Media reports suggested that the state-owned oil marketing companies were looking to hike petrol prices by Rs 8 per litre. However, the inflationary pressure is exerted by diesel prices if the government hikes prices of diesel.

Oil prices eased to a three-month low in international markets on Monday.

Why the rupee is among the weakest currencies


The Indian rupee is one of the weakest currencies in Asia and among emerging markets. This is largely because India is a net importer of goods and services and hence has a high current account deficit. In comparison, other Asian economies like Singapore, South Korea, Taiwan and Malaysia are net exporters and maintain a current account surplus. A current account deficit occurs when a country imports more goods and services than exports.

Here are pointers that could help you comprehend the trend:

• India imports more than exports: India's exports fell an annual 5.7 per cent to $28.7 billion in March 2012 while imports rose 24.3 per cent to $42.6 billion, government data showed on Tuesday. The trade deficit was at $13.9 billion. Oil imports rose 32.5 per cent to $15.8 billion. High imports mean more demand for foreign money. This puts pressure on the Indian rupee. Countries with a current accounts surplus have strong currencies.

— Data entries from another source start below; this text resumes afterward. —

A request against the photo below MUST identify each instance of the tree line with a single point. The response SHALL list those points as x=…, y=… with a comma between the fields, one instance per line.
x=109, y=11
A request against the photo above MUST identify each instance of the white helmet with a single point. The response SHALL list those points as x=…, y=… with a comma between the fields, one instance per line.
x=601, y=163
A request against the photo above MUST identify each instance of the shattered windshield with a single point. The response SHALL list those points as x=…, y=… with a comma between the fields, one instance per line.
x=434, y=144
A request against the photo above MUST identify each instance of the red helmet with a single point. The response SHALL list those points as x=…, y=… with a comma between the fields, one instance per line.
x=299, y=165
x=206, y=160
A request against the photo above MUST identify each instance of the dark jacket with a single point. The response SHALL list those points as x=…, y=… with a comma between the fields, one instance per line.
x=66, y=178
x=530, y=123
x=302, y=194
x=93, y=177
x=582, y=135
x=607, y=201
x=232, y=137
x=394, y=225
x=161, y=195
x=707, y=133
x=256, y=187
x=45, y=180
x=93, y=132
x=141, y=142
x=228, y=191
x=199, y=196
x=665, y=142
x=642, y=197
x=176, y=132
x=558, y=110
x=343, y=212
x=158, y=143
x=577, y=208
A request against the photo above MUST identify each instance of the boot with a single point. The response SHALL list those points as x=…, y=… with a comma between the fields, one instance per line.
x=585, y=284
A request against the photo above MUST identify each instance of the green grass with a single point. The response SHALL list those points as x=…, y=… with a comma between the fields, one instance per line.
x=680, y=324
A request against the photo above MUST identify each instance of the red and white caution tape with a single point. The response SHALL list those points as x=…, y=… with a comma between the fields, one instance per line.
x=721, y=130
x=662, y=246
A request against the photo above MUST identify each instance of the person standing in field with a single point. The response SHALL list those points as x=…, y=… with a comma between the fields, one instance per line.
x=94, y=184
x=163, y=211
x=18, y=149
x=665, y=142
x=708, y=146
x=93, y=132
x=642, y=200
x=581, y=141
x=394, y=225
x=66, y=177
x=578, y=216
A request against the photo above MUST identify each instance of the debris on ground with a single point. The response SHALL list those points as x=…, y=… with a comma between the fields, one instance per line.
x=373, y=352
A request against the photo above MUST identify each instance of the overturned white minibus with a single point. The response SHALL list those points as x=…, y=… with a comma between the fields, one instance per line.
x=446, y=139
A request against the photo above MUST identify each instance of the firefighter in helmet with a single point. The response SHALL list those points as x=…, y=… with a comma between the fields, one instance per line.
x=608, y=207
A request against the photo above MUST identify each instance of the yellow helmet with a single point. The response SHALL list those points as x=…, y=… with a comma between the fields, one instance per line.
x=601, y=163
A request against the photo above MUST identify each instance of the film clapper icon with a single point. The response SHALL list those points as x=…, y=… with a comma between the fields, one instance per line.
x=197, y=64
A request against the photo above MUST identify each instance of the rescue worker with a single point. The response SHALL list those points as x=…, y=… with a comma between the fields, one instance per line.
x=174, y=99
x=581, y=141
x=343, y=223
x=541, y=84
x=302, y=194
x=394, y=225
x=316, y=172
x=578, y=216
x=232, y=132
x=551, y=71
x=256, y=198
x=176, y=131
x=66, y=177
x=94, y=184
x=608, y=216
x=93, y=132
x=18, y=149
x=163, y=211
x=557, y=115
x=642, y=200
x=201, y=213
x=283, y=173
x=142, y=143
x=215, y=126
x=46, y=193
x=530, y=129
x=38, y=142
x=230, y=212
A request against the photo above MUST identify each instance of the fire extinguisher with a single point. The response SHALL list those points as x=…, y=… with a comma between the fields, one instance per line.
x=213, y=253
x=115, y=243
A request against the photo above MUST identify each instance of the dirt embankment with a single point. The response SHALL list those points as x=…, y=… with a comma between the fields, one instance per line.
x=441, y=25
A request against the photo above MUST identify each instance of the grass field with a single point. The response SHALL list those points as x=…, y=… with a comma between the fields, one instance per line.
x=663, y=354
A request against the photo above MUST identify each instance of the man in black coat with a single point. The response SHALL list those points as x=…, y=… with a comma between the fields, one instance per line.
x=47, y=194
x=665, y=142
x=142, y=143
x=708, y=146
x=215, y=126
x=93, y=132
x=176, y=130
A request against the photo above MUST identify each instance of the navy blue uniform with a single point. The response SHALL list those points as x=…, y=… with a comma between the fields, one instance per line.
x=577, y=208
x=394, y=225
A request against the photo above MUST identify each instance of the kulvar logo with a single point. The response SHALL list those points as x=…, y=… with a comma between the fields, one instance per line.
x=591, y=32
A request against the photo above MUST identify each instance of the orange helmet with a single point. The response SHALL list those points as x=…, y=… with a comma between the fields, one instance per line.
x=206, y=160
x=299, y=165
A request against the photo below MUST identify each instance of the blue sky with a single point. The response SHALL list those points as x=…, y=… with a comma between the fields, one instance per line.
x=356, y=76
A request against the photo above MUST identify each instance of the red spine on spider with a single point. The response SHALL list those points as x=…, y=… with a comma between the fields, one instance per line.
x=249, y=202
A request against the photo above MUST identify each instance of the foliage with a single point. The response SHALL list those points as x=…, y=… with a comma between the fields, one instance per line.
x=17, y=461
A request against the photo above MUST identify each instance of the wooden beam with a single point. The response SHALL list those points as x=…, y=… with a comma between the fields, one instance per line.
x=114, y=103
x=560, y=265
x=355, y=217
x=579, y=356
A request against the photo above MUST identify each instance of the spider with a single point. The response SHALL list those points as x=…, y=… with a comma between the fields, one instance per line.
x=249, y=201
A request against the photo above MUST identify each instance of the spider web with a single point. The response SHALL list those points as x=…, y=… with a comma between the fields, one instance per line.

• Foreign investment down: Foreign investments into Indian stocks have swung into negative with $545 million outflow in April 2012 from a robust $7.1 billion net inflow in February 2012. Foreign direct investments fell to $2.2 billion in February from $5.7 billion in May 2011. Foreign money inflows are needed to prop up the rupee. The onus is on the government to make India an attractive investment destination. 

• Forex reserves falling: The country's foreign exchange cushion is dwindling. Credit rating agency, S&P, figures India has reserves to cover about six months of current account payments, down from over eight months in 2008 and 2009. India's foreign reserves fell to around $295 billion on April 20 from about $321 billion on September 2, after the RBI sold dollars to prop up the currency.

• Scope for RBI intervention limited: “We do not expect the RBI to intervene aggressively but continue with its intervention strategy of only stepping in to curb excessive depreciation,” said HDFC Bank in a recent outlook note on the rupee. Central banks intervene in the forex markets to either prop up the local currency by selling foreign exchange or push it down by buying foreign exchange. RBI has already injected close to $ 20bn in the forex markets to prop up the rupee. While the central bank is buying rupees on one hand, it has to buy government bonds and release rupees in the banking system so that banks can lend more to stimulate growth. This nearly cancels the effect of rupee buying by RBI in the forex market.

• Rupee needs global banks to adopt easy money policy: Global central banks are not cutting interest rates or releasing money into the financial system like the so called ‘Quantitative Easing’ in US. When the US Federal Reserve Bank releases more money in the system, the risk appetite of global investors goes up. However, so far, there are no such signs. Analysts say that the reversal in global risk appetite should ensure that the rupee should move up to as high as Rs 50 to the US dollar.